Oui. La prime de 13ème mois est considérée comme un complément de salaire. À ce titre, elle est soumise aux mêmes prélèvements que votre salaire habituel :

  • Elle est soumise aux cotisations sociales (sécurité sociale, retraite complémentaire, chômage…).
  • Elle est soumise à l’impôt sur le revenu, via le prélèvement à la source.

Le montant net que vous toucherez sera donc inférieur au montant brut, après déduction de ces charges. Votre taux de prélèvement à la source s’appliquera sur le total de votre salaire du mois, prime incluse.

FAQ – Questions fréquentes sur le calcul du 13ème mois

Voici les réponses aux questions les plus courantes sur la prime de 13ème mois.

Le 13ème mois est-il pris en compte pour le calcul du SMIC ?

Non, le 13ème mois et les autres primes versées en fin d’année ne sont pas inclus dans le calcul pour vérifier si votre rémunération atteint le SMIC. Le SMIC se compare au salaire de base mensuel, hors primes exceptionnelles.

Un stagiaire ou un alternant a-t-il droit au 13ème mois ?

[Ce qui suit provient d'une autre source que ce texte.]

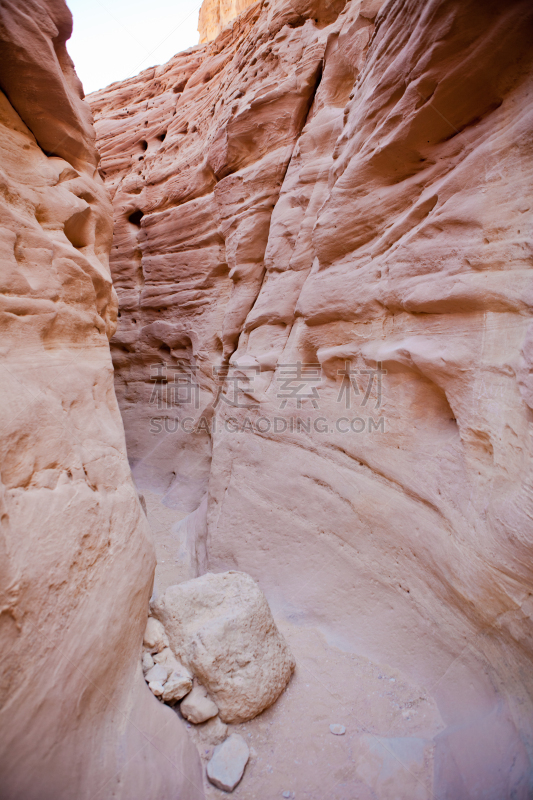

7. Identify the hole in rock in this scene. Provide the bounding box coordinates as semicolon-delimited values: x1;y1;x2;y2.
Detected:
128;208;144;228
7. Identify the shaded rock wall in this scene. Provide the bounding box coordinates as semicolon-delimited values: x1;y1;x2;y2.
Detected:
0;0;203;800
91;0;533;798
198;0;257;44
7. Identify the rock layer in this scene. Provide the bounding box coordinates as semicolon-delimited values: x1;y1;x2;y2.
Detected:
0;0;203;800
198;0;257;44
91;0;533;798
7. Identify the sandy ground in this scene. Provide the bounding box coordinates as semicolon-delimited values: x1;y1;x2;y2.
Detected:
140;492;444;800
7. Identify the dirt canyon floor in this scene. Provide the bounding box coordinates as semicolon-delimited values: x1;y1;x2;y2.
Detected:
0;0;533;800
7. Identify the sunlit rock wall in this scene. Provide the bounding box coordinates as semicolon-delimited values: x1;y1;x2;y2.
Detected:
91;0;533;800
198;0;257;44
0;0;203;800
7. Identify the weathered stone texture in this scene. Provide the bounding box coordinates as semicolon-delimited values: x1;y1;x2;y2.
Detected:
91;0;533;798
0;0;203;800
198;0;257;44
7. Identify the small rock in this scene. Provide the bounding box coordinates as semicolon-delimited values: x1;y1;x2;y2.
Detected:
163;672;192;703
180;685;218;725
143;617;168;653
329;724;346;736
207;733;250;792
154;647;192;680
144;664;168;684
200;715;228;746
148;681;163;697
141;650;154;673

Pour un alternant (contrat d’apprentissage ou de professionnalisation), la réponse est oui. Il est considéré comme un salarié à part entière et doit bénéficier des mêmes avantages (conventionnels, usages…), y compris la prime de 13ème mois, calculée au prorata de son temps de présence et de sa rémunération.

Pour un stagiaire, la situation est différente. Il n’a pas de contrat de travail et n’est pas un salarié. L’employeur n’a donc aucune obligation de lui verser le 13ème mois, sauf si la convention de stage le prévoit explicitement, ce qui est rare.

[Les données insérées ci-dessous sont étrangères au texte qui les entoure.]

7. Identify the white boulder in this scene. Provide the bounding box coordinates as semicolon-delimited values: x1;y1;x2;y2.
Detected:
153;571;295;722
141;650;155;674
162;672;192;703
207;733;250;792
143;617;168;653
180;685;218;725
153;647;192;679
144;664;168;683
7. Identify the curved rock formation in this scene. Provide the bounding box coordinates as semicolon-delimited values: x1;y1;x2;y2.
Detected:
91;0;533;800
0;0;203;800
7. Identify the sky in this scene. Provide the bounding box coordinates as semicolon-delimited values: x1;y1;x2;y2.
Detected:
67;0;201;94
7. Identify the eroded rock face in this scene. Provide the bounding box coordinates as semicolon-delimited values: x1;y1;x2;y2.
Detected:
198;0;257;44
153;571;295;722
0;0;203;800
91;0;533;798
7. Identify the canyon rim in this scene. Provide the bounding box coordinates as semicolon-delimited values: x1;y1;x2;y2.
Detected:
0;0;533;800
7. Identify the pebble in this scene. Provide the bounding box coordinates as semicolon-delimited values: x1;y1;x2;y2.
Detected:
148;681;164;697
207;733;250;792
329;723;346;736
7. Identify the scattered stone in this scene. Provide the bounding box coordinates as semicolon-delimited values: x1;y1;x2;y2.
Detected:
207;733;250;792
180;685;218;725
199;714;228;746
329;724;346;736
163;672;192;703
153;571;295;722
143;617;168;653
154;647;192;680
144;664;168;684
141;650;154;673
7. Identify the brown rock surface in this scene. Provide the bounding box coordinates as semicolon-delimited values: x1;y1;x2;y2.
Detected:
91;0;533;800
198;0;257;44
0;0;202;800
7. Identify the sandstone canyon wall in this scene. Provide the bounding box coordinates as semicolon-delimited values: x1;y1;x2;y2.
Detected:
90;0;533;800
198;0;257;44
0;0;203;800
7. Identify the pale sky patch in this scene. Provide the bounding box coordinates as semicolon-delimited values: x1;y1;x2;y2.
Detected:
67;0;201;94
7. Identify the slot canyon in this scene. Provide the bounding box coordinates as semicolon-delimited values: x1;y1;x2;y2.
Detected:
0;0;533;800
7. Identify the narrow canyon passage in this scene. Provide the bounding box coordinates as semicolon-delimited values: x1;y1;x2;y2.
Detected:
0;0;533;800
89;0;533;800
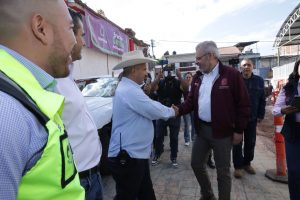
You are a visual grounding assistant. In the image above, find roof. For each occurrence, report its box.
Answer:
[165,46,241,64]
[234,41,258,48]
[68,0,150,47]
[274,3,300,47]
[219,46,241,56]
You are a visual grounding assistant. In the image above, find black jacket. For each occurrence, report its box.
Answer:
[244,74,266,121]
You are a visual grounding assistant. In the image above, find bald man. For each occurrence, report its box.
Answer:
[0,0,84,200]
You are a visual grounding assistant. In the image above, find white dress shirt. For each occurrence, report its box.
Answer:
[56,65,102,172]
[272,80,300,122]
[198,63,219,122]
[108,77,175,159]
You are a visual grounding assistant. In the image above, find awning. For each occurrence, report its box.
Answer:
[274,3,300,47]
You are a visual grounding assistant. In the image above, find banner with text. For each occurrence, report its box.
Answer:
[83,10,129,56]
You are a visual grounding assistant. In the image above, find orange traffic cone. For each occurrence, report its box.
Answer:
[265,117,288,183]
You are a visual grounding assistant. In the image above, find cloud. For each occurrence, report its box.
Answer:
[85,0,292,56]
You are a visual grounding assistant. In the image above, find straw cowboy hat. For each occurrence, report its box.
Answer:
[113,50,156,70]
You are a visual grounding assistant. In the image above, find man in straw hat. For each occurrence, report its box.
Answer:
[108,51,177,200]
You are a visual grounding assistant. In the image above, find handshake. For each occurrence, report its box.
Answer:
[171,104,179,117]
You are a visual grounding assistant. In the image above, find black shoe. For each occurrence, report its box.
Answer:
[207,158,216,169]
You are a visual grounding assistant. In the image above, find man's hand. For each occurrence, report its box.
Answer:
[172,104,179,117]
[281,106,298,115]
[232,133,243,145]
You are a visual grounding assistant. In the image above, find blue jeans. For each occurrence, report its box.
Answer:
[80,172,103,200]
[285,136,300,200]
[232,121,257,169]
[155,117,180,160]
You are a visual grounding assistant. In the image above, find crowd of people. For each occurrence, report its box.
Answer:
[0,0,300,200]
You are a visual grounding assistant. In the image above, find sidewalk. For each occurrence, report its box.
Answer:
[103,132,289,200]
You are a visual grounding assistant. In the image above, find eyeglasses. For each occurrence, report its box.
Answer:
[196,53,209,60]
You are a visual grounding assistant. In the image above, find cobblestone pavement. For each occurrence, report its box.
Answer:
[103,132,289,200]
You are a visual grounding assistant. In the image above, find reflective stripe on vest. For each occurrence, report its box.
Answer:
[0,49,84,200]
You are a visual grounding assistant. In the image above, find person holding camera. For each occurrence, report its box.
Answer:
[108,50,177,200]
[152,65,189,167]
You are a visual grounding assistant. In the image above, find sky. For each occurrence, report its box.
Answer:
[82,0,299,58]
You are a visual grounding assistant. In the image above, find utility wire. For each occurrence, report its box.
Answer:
[146,40,274,43]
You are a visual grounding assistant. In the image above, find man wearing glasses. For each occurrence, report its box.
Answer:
[232,59,266,178]
[179,41,250,200]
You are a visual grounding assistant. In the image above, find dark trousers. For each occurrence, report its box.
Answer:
[232,121,257,169]
[109,158,156,200]
[80,172,103,200]
[285,138,300,200]
[191,124,232,200]
[155,117,180,159]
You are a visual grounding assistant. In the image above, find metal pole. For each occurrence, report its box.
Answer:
[151,39,155,58]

Mon employeur peut-il supprimer le 13ème mois ?

Cela dépend de la source de la prime. S’il est inscrit dans votre contrat de travail, il ne peut pas le supprimer sans votre accord (via un avenant). S’il provient d’une convention collective, il ne peut pas le faire unilatéralement. S’il s’agit d’un usage, il peut le supprimer mais doit respecter une procédure stricte : informer les représentants du personnel et chaque salarié individuellement, en respectant un délai de prévenance suffisant.

Que faire si le calcul de mon 13ème mois est faux ?

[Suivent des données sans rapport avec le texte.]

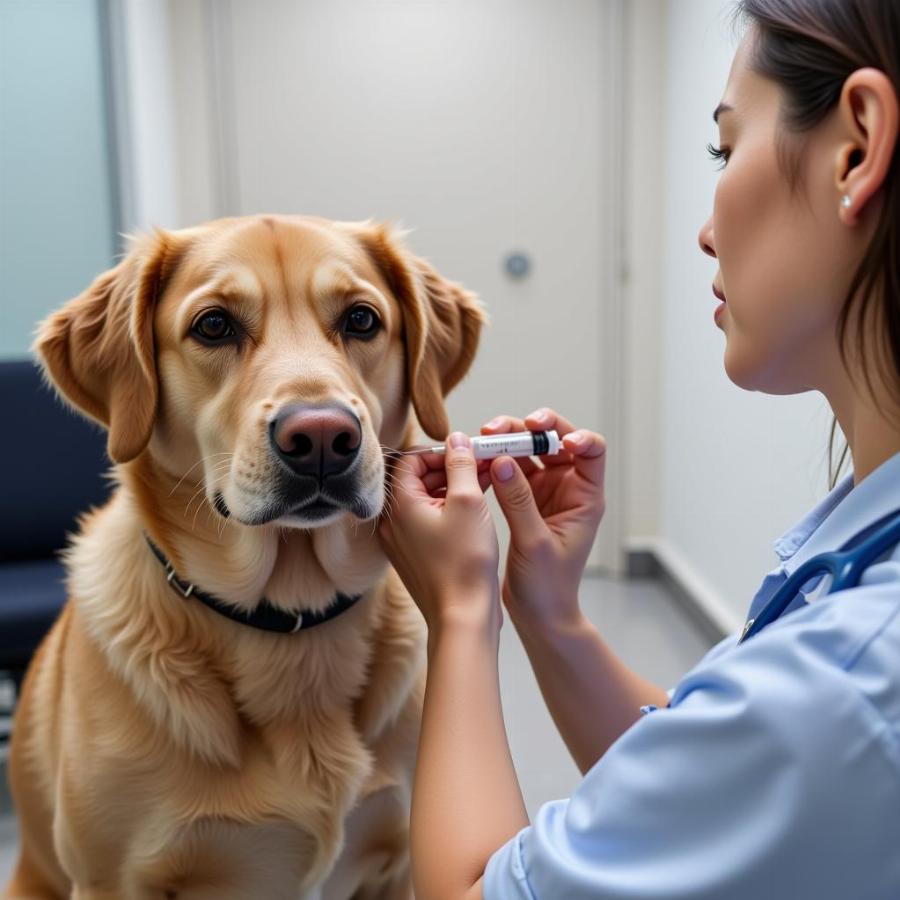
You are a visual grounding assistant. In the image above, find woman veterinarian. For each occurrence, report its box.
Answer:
[381,0,900,900]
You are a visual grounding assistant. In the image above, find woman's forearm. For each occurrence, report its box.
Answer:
[410,608,528,900]
[510,612,669,774]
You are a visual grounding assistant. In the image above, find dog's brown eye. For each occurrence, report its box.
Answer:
[344,306,381,339]
[192,310,235,341]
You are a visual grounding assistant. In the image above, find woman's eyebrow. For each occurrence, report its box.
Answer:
[713,103,734,125]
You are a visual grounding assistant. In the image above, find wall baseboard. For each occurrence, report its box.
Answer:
[624,538,743,643]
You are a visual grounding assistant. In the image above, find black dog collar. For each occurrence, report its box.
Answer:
[144,532,362,634]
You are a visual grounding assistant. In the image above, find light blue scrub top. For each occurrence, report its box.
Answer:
[483,453,900,900]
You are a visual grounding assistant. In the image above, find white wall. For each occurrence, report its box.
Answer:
[631,0,831,628]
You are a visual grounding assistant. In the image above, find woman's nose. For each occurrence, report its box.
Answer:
[700,217,716,259]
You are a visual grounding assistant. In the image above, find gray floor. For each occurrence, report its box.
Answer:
[0,577,710,887]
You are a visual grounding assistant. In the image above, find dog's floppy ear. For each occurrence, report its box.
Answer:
[32,231,184,463]
[357,222,487,441]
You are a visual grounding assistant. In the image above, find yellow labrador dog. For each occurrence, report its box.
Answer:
[6,216,483,900]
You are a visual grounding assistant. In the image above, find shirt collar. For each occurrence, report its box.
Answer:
[773,453,900,575]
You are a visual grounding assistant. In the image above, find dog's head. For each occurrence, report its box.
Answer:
[34,216,484,528]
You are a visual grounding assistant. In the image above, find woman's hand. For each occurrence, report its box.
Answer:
[379,433,502,631]
[481,409,606,624]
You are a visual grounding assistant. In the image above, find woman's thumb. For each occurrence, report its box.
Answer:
[491,456,546,544]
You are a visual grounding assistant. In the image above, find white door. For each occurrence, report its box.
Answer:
[210,0,621,569]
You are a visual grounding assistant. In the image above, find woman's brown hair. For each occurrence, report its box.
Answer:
[735,0,900,487]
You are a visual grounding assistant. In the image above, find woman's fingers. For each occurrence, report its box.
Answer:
[422,459,491,496]
[563,430,606,486]
[481,416,541,477]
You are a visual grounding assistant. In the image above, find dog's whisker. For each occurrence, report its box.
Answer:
[169,452,234,497]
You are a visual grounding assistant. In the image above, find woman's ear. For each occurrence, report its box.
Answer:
[835,68,898,225]
[32,231,180,463]
[355,223,487,441]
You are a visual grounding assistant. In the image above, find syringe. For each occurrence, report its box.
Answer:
[401,431,563,459]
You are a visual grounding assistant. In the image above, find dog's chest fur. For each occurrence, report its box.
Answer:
[49,488,424,898]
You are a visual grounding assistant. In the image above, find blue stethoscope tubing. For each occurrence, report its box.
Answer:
[738,510,900,644]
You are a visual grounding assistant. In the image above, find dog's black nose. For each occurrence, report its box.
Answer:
[269,404,362,481]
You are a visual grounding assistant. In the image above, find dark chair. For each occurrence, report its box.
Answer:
[0,360,110,682]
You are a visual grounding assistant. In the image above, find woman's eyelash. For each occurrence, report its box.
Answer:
[706,144,731,170]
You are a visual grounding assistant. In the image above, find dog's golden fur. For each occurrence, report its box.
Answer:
[6,216,483,900]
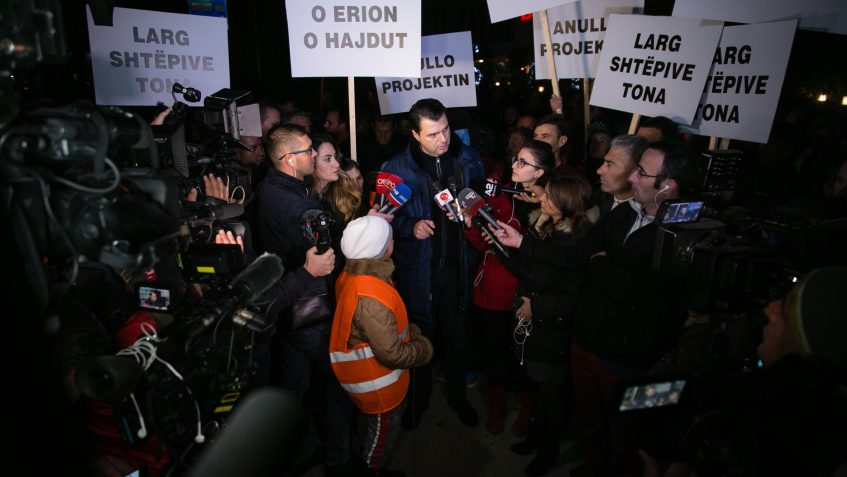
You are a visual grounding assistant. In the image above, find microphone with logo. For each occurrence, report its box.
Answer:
[459,188,509,257]
[376,172,403,209]
[432,181,462,224]
[377,183,412,215]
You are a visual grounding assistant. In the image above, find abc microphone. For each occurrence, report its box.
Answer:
[377,183,412,215]
[459,189,509,257]
[376,172,403,208]
[432,181,462,223]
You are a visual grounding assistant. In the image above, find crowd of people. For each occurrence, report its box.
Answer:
[56,89,847,476]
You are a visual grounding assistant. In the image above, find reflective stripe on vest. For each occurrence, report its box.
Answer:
[329,328,409,363]
[341,369,406,394]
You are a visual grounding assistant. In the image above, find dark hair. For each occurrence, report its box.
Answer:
[265,123,309,160]
[647,139,699,195]
[539,174,593,240]
[535,114,568,137]
[280,110,312,124]
[638,116,679,139]
[409,98,447,132]
[524,139,556,179]
[609,134,650,167]
[311,133,341,158]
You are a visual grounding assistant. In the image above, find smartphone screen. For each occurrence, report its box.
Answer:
[618,379,685,411]
[137,285,171,311]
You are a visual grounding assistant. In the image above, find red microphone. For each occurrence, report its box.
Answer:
[376,171,403,208]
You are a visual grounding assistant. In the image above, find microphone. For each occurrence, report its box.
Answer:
[459,189,509,257]
[459,188,500,230]
[377,183,412,214]
[376,172,403,208]
[432,181,462,223]
[182,200,244,220]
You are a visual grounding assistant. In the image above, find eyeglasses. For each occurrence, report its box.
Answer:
[512,157,541,169]
[635,166,665,179]
[280,146,315,160]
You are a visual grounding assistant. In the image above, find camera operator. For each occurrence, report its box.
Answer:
[496,141,697,476]
[642,266,847,476]
[256,124,335,472]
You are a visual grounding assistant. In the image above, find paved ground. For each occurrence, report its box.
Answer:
[305,379,581,477]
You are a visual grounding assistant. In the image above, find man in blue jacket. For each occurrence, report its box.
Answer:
[383,99,485,430]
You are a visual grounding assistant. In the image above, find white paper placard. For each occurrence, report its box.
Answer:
[590,15,722,124]
[686,20,797,143]
[374,31,476,114]
[488,0,576,23]
[673,0,847,35]
[85,5,229,106]
[532,0,644,79]
[285,0,421,78]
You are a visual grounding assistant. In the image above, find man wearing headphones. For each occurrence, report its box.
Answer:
[256,124,335,468]
[496,140,697,476]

La première étape est de contacter le service des ressources humaines ou votre manager pour demander des éclaircissements sur les modalités de calcul. Si une erreur est avérée et n’est pas corrigée, vous pouvez envoyer un courrier recommandé pour demander la régularisation. En dernier recours, vous pouvez saisir le conseil de prud’hommes.

L’arrêt maladie pour accident du travail réduit-il la prime ?

En général, non. Un arrêt consécutif à un accident du travail ou une maladie professionnelle est légalement assimilé à du temps de travail effectif. Sauf dispositions contraires très spécifiques dans votre convention collective, cette absence ne doit pas réduire le montant de votre 13ème mois.